Wal, no! I can't tell whar he lives,
    Because he don't live, you see;
Leastways, he's got out of the habit
    Of livin' like you and me.
Whar have you been for the last three years
    That you haven't heard folks tell
How Jemmy Bludso passed-in his checks,
    The night of the Prairie Belle?

He weren't no saint--them engineers
    Is all pretty much alike--
One wife in Natchez-under-the-Hill,
    And another one here in Pike.
A keerless man in his talk was Jim,
    And an awkward man in a row--
But he never flunked, and he never lied;
    I reckon he never knowed how.

And this was all the religion he had--
    To treat his engines well;
Never be passed on the river;
    To mind the pilot's bell;
And if ever the Prairie Belle took fire,
    A thousand times he swore,
He'd hold her nozzle agin the bank
    Till the last soul got ashore.

All boats have their day on the Mississip,
    And her day come at last.
The Movastar was a better boat,
    But the Belle she wouldn't be passed;
And so come tearin' along that night,--
    The oldest craft on the line,
With a nigger squat on her safety valve,
    And her furnace crammed, rosin and pine.

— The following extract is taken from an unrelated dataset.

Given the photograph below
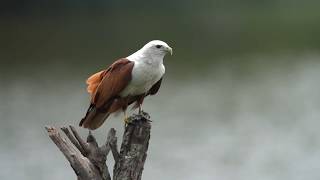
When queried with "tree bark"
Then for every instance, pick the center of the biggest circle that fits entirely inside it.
(88, 159)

The fire bust out as she clared the bar,
    And burnt a hole in the night,
And quick as a flash she turned, and made
    To that willer-bank on the right.
There was runnin' and cursin', but Jim yelled out
    Over all the infernal roar,
"I'll hold her nozzle agin the bank
    Till the last galoot's ashore."

Through the hot black breath of the burnin' boat
    Jim Bludso's voice was heard,
And they all had trust in his cussedness,
    And know he would keep his word.
And, sure's you're born, they all got off
    Afore the smokestacks fell,--
And Bludso's ghost went up alone
    In the smoke of the Prairie Belle.

He weren't no saint--but at jedgment
    I'd run my chance with Jim,
'Longside of some pious gentlemen
    That wouldn't shook hands with him.
He'd seen his duty, a dead-sure thing--
    And went for it thar and then:
And Christ ain't a going to be too hard
    On a man that died for men.

                                                        John Hay.